The Talking Wall Ornament Epidemic Continues

Fake News written by Martha Throebeck on Thursday, September 7, 2000

from the why-won't-this-insanity-end? dept.

DEXTER -- Billy Bigmouth Bass is only the beginning. Tackiness will take on a whole new dimension next month when "Surf 'N Turf Productions" opens a new factory in Dexter. Talking wall ornaments, ranging from Buster Bigrack Buck to Bud Belching Bullfrog, will roll off the assembly line by the millions.
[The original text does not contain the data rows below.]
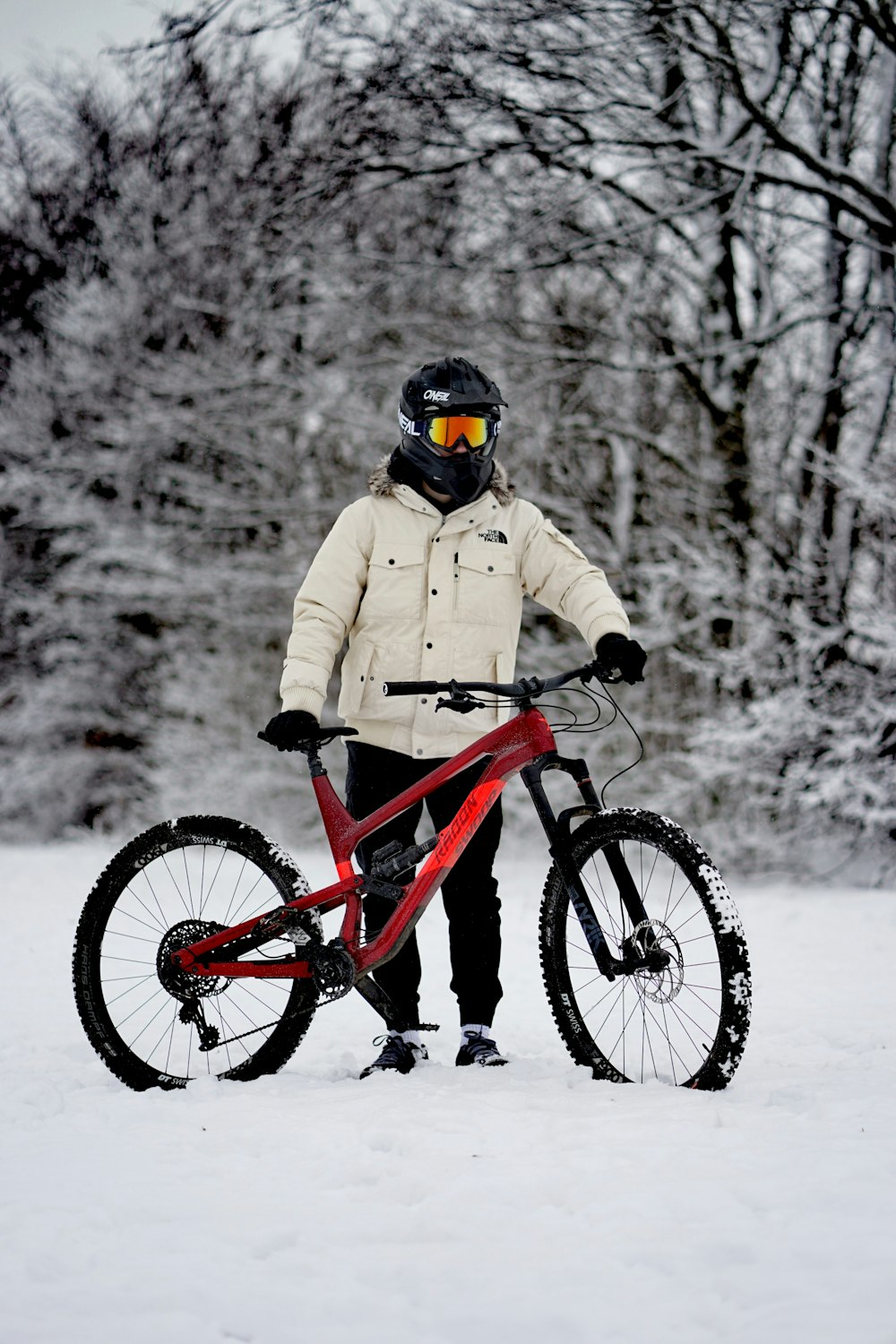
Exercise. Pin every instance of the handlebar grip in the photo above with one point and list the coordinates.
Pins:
(410, 687)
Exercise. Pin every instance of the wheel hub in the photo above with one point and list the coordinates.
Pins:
(180, 984)
(664, 973)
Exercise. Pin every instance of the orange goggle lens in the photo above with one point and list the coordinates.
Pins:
(445, 430)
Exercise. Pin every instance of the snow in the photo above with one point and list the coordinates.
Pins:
(458, 1206)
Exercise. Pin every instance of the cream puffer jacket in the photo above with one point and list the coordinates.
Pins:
(429, 597)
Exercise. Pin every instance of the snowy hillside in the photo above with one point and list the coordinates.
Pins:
(458, 1206)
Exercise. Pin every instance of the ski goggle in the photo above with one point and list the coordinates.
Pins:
(444, 432)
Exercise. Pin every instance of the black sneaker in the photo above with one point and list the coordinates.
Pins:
(397, 1054)
(478, 1050)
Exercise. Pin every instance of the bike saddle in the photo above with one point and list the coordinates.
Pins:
(314, 739)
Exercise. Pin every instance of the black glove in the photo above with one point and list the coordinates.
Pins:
(290, 728)
(616, 653)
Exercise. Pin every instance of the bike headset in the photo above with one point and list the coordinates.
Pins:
(443, 406)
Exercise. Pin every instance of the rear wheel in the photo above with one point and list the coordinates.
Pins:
(153, 1024)
(684, 1018)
"The only wall ornament we won't be producing is Willie Whiny Whale," said Herman L. Schanze, manager for Surf 'N Turf. "Everything else is fair game. Well, except for large animals such as Ernie Earful Elephant and Gerald Gawking Giraffe, which will only be available by special order."

Mr. Schanze showed us the 420-page Surf 'N Turf catalog, which features just about every animal known to mankind. Their slogan? "If God created it, we've got a wall ornament version(tm)"

The Dexter factory will primarily produce wall ornaments in the "Piscatorial Politician" line. This product line of talking fish includes:

  • Clinton Carp, singing the "Oscar Meyer Weiner Song"

  • Monica Motormouth Minnow, singing "Lollipop, Lollipop" along with other X-rated songs

  • Gore Guppy singing "I'll Be Everything You Want Me To Be"

"These are definitely our hottest products right now," said Herman. "Although our new Dubya Disgruntled Donkey model, which says nothing but 'major-league asshole', is already selling well."

The new factory will employ about 250 employees. While the new jobs are welcome to the community, many Dexterites are concerned about becoming the national center of tackiness.

"The Macarena craze didn't last long... Survivor didn't last long... but the talking wall ornaments won't go away. Argh!" said one local resident who was hospitalized last week when he broke his fist while punching a Billy Bigmouth Bass that sang "Don't Worry, Be Happy" for the billionth -- and final -- time.

"This is one product that needs to be made in Mexico or Taiwan -- or not at all," ranted a local Chamber of Commerce member. "To think that Dexter could become the birthplace of millions of 'Danny Dancing Dolphins' and 'Arnie Annoying Armadillos' -- now that's just scary."